Peru continues to be considered one of the most important countries in Latin America and the fiscal measures equivalent to 20% of the country’s GDP are expected to favour a rapid recovery of economic growth which could be in the region of 10% of its GDP. 

According to an economist and political analyst the country’s economic programme needs reform, “Health and education have been neglected, we cannot have another investment as big as that of the Pan-American games and put aside the health sector and then run out of ICU beds.”

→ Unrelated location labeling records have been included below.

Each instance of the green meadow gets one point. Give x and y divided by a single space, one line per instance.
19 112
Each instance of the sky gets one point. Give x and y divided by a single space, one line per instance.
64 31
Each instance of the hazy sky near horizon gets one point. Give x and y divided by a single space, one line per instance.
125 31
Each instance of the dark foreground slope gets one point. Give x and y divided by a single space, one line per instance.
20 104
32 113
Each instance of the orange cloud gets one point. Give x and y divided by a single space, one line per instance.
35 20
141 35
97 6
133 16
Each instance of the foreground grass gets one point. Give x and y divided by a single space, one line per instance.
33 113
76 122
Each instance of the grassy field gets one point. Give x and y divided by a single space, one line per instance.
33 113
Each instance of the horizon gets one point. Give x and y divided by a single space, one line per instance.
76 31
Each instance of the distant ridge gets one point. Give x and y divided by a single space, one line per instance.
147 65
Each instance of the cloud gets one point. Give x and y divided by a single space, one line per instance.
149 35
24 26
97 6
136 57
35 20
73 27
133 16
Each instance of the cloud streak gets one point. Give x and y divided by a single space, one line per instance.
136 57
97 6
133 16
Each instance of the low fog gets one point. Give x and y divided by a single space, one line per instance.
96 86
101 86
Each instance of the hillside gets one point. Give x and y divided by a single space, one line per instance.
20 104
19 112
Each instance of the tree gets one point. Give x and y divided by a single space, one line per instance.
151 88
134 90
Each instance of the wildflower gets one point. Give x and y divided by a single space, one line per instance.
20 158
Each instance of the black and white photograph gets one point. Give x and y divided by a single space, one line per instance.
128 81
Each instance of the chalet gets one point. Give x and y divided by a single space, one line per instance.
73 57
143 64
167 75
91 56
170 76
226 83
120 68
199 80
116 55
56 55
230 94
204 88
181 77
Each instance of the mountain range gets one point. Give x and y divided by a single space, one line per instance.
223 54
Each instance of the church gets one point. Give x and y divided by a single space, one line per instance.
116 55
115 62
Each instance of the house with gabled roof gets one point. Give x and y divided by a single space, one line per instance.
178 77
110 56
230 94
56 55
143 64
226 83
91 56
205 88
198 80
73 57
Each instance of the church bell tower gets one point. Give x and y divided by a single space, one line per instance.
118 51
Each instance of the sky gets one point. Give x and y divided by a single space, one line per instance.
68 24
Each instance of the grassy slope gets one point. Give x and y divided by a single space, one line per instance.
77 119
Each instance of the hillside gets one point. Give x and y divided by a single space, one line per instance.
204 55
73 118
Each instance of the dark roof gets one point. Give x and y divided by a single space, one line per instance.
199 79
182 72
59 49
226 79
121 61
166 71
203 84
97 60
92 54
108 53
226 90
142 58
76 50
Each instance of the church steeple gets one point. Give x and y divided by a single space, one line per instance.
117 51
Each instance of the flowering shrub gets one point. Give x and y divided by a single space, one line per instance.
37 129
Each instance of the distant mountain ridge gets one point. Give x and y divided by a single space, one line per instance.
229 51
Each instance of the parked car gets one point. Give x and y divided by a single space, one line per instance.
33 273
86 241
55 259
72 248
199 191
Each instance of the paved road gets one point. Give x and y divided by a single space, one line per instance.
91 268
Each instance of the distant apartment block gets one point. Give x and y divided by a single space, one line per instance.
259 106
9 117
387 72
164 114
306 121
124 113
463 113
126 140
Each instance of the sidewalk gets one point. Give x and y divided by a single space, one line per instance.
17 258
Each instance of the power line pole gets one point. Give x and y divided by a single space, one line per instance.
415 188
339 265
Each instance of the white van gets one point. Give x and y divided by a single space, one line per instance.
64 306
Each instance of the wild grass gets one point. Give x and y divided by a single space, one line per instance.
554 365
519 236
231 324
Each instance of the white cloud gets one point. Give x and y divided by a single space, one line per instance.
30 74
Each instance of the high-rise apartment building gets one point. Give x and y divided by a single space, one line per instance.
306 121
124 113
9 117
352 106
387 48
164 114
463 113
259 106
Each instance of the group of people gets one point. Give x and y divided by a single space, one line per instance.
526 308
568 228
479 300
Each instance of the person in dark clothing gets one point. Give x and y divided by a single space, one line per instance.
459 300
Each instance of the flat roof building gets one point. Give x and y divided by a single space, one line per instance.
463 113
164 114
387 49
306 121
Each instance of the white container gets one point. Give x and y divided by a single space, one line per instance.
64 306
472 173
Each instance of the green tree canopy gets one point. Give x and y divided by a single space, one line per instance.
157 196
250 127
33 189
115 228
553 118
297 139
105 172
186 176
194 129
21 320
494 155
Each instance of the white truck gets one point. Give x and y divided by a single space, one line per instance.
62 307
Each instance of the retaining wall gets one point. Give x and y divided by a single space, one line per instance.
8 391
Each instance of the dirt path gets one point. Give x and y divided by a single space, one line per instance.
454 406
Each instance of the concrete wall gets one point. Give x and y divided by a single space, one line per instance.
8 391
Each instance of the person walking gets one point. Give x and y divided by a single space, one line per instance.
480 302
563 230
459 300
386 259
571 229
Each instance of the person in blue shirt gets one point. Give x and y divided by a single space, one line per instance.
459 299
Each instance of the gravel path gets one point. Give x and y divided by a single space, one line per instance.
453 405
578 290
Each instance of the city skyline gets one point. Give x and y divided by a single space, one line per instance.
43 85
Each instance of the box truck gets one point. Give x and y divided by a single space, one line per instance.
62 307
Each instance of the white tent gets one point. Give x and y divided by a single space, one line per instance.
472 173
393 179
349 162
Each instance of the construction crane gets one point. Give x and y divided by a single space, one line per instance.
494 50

Since assuming office last July, President Pedro Castillo has tried to dissipate the fears caused by the belligerent rhetoric against foreign interests in Peru used during his electoral campaign, and now calls on foreign companies to invest in the country. On a recent trip to the US, Castillo said after a meeting with investors at the American Chamber of Commerce that a group of potential investors will soon visit the country to study potential new projects to reactivate the Peruvian economy. In this context, the appointment of former World Bank economist Pedro Francke as Minister of the Economy was welcomed as a pro-market decision by investors. 

The former director of Proinversión in Peru commented, “To paraphrase Claudia Cooper [the former Finance Minister] ‘investors can adapt to risk but not to uncertainty’, Castillo has said reassuring words but what investors need are clear policies and certainty, fiscal discipline, political and legal security etc.”

“To paraphrase Claudia Cooper [the former finance minister] ‘investors can adapt to risk but not to uncertainty’.”

Former director of Proinversión, Peru

The political analyst strongly agreed, “We have had a capital flight of 15 billion USD and this is because of political instability. Julio Velarde, Governor of BCRP, already said that private investment is zero for next year and the only way to generate income and permanent employment is through growth. For that to happen, we need private investment and political credibility, and that is what we do not have. We are not creating an environment of stability.”